L’abilità della tecnologia permette di ridurre le reali capacità di comprensione dello sfruttato.

Egli non riesce a vedere la sua co-responsabilità in una vaccinazione di gregge – come dicono gli esperti – che inocula materiale geneticamente modificato o bioingegnerizzato da cui non si potrà più tornare indietro al netto delle conseguenze. Non vede, come invece successe ai luddisti, la miseria a cui la tecnica lo condanna. Non vede che il mondo da domani sarà completamente diverso, che la dittatura tecnica astratta e benefattrice sarà molto più totalitaria della precedente. Non vede che la sua stessa vita è un susseguirsi di ricatti e dopo questo ne seguiranno altri sempre più invasivi.

Non vede perché accecato dalla paura. Di perdere il lavoro, di morire.

Ed è sulla paura che ogni dittatura democratica si fonda e cresce in potenza.
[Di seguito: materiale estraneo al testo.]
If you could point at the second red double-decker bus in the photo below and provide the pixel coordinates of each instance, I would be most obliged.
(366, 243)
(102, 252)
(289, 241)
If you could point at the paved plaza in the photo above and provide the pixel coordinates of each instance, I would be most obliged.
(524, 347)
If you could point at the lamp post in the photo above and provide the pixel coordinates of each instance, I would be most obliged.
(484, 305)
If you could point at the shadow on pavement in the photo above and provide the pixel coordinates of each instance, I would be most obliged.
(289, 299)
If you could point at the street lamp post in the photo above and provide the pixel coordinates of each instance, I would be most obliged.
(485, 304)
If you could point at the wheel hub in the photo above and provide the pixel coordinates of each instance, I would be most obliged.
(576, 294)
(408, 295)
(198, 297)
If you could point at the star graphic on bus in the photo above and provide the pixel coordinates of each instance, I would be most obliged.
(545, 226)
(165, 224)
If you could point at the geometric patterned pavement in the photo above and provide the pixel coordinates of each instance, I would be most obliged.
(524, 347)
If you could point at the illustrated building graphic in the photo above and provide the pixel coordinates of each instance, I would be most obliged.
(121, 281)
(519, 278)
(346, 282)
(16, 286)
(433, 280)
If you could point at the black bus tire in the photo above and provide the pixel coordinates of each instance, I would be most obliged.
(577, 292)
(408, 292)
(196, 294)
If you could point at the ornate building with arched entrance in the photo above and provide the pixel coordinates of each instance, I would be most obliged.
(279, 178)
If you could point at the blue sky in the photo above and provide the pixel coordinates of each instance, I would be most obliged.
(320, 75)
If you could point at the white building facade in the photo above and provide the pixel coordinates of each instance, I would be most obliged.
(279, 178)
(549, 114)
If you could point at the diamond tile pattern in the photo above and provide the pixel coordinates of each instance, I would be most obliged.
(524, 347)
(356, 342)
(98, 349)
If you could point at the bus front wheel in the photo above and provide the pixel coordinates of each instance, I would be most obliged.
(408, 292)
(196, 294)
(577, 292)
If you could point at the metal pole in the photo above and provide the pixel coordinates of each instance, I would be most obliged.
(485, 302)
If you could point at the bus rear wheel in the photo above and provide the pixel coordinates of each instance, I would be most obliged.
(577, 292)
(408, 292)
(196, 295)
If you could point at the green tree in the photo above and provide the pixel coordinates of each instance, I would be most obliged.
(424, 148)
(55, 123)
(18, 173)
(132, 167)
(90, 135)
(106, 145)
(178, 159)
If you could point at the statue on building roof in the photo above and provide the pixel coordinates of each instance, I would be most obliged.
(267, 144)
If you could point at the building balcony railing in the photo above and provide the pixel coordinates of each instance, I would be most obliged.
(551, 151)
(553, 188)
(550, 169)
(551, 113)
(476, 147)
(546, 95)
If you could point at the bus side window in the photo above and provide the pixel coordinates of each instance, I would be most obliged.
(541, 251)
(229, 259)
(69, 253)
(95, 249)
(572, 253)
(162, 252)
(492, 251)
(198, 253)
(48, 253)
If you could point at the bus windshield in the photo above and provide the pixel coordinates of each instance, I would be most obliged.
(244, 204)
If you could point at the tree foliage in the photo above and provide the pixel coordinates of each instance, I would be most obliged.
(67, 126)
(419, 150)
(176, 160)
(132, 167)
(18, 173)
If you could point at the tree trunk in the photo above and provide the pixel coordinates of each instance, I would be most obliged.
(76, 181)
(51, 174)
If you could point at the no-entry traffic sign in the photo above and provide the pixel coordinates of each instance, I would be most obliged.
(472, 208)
Abbattere il dominio significa fare i conti con le proprie interne paure, guardarle in faccia e superarle per non farsi appunto dominare. Forse questo è il compito più difficile di un anarchico: avere il coraggio di affrontare le paure (il carcere è la forma più alta di ricatto misto a paura che un individuo si trova a dover fronteggiare, credo) perché questo mondo è uno spavento senza fine. Allora forse solo in quel momento sarà libero, libero di apprestarsi ad infliggere un colpo distruttivo perché non avrà più paura. Quindi non potrà più essere dominato.

Allineati di paura ringraziamo

la paura che ci salva dalla follia.

Decisione e coraggio è merce rara

e la vita senza vita è più sicura.

Avventurieri ormai senza avventura

combattiamo, allineati di paura,

ironici fantasmi, alla ricerca

di ciò che fummo, di ciò che non saremo.

Allineati di paura, con voce fioca,

col cuore fra i denti, siamo

i fantasmi di noi stessi.

Gregge che la paura insegue,

viviamo così vicini e così soli

che della vita abbiamo perso il senso.